American Journal of Human Biology
Objectives Long-distance social relationships have been a feature of human evolutionary history; evidence from the paleoanthropological, archeological, and ethnographic records suggest that one function of these relationships is to manage the risk of resource shortfalls due to climate variability. We should expect long-distance relationships to be especially important when shortfalls are chronic or temporally positively autocorrelated, as these are more likely to exhaust local adaptations for managing risk. Further, individuals who experience shortfalls not as rare shocks, but as patterned events, should be more likely to pay the costs of maintaining long-distance relationships. We test these hypotheses in the context of two communities of Bolivian horticulturalists, where climate variability—especially precipitation variability—is relevant to production and access to long-distance connections is improving.

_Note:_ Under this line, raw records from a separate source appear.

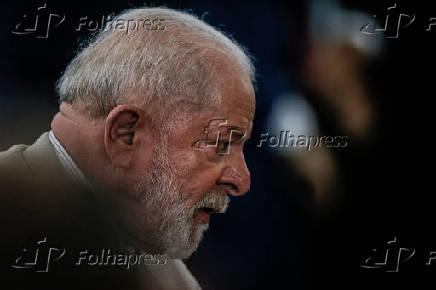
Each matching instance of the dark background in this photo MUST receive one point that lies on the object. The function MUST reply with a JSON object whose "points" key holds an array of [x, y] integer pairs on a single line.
{"points": [[277, 236]]}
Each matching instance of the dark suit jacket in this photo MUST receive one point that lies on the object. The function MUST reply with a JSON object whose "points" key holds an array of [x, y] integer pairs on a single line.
{"points": [[44, 211]]}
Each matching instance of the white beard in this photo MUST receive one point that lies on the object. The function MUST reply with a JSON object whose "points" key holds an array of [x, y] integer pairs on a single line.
{"points": [[170, 226]]}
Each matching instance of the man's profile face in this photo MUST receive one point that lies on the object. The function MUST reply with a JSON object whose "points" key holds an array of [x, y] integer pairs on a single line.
{"points": [[184, 185]]}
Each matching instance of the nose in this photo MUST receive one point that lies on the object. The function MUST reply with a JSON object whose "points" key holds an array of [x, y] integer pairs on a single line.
{"points": [[235, 178]]}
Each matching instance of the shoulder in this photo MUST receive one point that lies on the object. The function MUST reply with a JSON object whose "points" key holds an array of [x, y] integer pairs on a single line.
{"points": [[172, 275]]}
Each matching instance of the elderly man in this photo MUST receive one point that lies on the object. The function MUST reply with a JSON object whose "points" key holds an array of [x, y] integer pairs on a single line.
{"points": [[122, 166]]}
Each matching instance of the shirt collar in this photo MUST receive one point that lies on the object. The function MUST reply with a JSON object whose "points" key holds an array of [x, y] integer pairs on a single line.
{"points": [[67, 162]]}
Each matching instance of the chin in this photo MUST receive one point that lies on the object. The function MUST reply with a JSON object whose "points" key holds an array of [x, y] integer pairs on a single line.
{"points": [[186, 251]]}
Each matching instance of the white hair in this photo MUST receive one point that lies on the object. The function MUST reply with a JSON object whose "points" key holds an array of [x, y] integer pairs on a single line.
{"points": [[172, 62]]}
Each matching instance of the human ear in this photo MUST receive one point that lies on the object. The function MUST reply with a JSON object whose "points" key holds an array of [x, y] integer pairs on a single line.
{"points": [[126, 128]]}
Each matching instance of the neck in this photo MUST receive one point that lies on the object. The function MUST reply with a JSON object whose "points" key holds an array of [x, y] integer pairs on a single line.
{"points": [[83, 138]]}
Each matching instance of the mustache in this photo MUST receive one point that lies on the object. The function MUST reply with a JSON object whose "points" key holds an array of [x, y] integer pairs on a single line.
{"points": [[219, 202]]}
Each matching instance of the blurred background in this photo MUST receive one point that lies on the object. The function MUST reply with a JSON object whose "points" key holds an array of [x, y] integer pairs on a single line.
{"points": [[360, 69]]}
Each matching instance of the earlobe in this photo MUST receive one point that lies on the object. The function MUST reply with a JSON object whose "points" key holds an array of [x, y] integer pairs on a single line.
{"points": [[121, 134]]}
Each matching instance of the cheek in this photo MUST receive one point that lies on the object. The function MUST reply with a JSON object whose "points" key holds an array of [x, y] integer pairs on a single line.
{"points": [[197, 174]]}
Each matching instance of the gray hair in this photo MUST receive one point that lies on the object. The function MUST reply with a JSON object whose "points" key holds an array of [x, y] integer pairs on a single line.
{"points": [[168, 59]]}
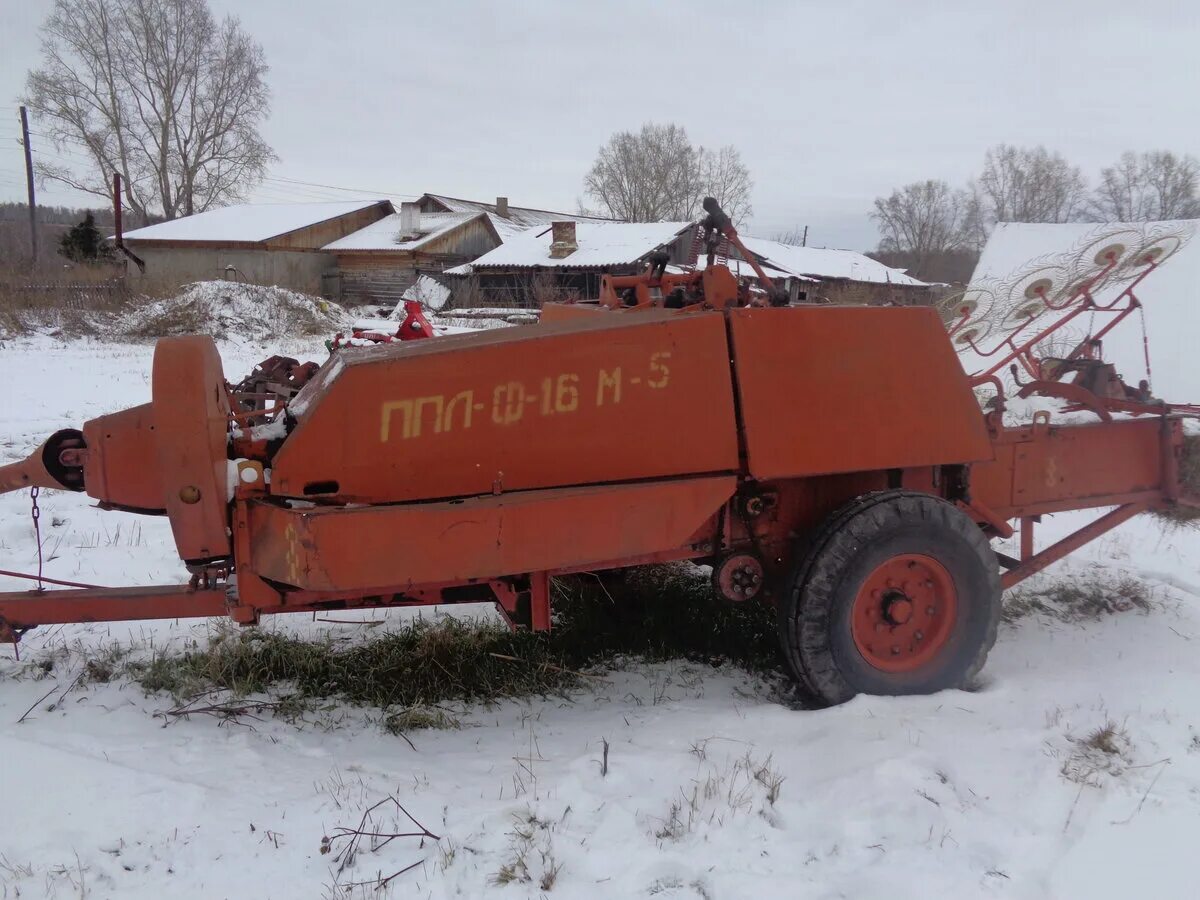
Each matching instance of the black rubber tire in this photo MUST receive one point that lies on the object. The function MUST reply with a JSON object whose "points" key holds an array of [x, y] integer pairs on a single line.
{"points": [[814, 619]]}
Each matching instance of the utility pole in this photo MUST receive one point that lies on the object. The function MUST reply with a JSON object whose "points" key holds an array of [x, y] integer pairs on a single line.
{"points": [[29, 181]]}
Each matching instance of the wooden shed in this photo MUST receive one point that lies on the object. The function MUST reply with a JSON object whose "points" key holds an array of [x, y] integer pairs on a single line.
{"points": [[377, 264]]}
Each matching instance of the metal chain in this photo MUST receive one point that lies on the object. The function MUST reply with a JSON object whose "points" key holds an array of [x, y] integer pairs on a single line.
{"points": [[37, 533]]}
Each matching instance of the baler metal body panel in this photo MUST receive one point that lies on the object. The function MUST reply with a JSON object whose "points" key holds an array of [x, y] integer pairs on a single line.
{"points": [[1049, 468], [835, 389], [408, 545], [589, 401]]}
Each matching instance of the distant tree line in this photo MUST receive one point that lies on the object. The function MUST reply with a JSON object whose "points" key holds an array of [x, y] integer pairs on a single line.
{"points": [[657, 174], [55, 215], [936, 231]]}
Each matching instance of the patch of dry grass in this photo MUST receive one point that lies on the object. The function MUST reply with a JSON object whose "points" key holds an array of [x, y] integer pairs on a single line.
{"points": [[1181, 516], [1079, 599]]}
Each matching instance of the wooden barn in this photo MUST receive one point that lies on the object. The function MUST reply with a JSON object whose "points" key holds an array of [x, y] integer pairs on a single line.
{"points": [[377, 264], [262, 244], [568, 259]]}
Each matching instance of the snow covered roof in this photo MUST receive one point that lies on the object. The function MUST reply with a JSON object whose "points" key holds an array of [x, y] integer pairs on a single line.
{"points": [[385, 234], [823, 263], [249, 222], [520, 217], [601, 244], [743, 269]]}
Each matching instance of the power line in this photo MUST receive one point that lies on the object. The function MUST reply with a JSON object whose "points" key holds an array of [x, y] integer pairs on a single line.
{"points": [[348, 190]]}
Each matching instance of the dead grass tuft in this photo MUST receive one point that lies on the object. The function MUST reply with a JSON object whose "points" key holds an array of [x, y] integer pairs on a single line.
{"points": [[1181, 516], [1079, 600], [655, 613]]}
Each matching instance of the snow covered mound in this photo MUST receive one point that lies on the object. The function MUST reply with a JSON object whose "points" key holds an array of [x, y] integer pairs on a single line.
{"points": [[429, 292], [225, 309]]}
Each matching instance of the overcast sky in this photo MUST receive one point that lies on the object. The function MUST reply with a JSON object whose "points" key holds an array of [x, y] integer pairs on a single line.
{"points": [[831, 103]]}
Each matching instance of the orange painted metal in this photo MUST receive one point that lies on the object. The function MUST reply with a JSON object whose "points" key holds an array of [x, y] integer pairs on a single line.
{"points": [[904, 612], [478, 467], [592, 400], [851, 389], [191, 423], [121, 469], [1072, 543], [1047, 468], [409, 545], [51, 607], [565, 312]]}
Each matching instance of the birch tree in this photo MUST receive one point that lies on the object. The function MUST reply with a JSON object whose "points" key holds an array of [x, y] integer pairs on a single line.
{"points": [[657, 174], [157, 90], [1149, 187], [923, 221]]}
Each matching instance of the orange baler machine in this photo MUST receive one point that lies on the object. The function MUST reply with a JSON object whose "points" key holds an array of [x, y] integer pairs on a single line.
{"points": [[478, 467]]}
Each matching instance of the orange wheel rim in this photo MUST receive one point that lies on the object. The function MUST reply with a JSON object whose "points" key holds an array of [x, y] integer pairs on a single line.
{"points": [[904, 612]]}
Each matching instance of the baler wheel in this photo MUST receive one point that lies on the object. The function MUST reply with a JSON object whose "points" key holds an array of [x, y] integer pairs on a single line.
{"points": [[899, 593]]}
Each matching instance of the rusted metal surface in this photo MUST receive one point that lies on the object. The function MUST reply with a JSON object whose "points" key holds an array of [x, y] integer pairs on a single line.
{"points": [[1105, 523], [479, 467], [409, 545], [191, 423], [1045, 468], [850, 389], [587, 401], [123, 460], [51, 607], [904, 612]]}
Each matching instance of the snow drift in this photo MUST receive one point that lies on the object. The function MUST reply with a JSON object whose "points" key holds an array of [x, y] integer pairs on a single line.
{"points": [[225, 309]]}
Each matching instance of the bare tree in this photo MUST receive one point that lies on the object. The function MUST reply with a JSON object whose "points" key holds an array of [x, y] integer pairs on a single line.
{"points": [[1147, 187], [657, 174], [1030, 185], [796, 237], [159, 91], [923, 221]]}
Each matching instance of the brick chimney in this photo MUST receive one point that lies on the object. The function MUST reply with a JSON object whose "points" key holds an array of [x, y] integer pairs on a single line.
{"points": [[409, 220], [564, 243]]}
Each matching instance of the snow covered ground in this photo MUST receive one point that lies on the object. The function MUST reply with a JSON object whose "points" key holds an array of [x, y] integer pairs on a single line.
{"points": [[985, 793]]}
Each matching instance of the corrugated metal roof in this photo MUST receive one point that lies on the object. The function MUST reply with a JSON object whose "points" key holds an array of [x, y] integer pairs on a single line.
{"points": [[825, 263], [601, 244], [249, 222], [519, 216], [385, 234]]}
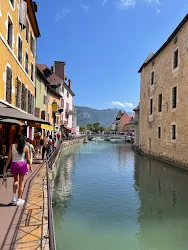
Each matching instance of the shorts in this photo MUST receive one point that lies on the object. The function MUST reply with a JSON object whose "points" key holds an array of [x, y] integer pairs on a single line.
{"points": [[19, 167]]}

Methods Data on individuals’ migration histories, social relationships, and other relevant variables were collected in 2017 (n = 119). Precipitation data were obtained from the US National Center for Atmospheric Research, allowing us to estimate participants’ exposure to drought and excess precipitation.
Results Exposure duration, proximity in time, and frequency did not predict having a greater number of long-distance relationships. Males, extraverted individuals, and those who had traveled more did have more long-distance relationships, however.
Conclusion Another function of long-distance relationships is to access resources that can never be obtained locally; ethnographic data suggest this is their primary function in rural Bolivia. We conclude by refining our predictions about the conditions under which long-distance relationships are likely to help individuals manage the risks posed by climate variability.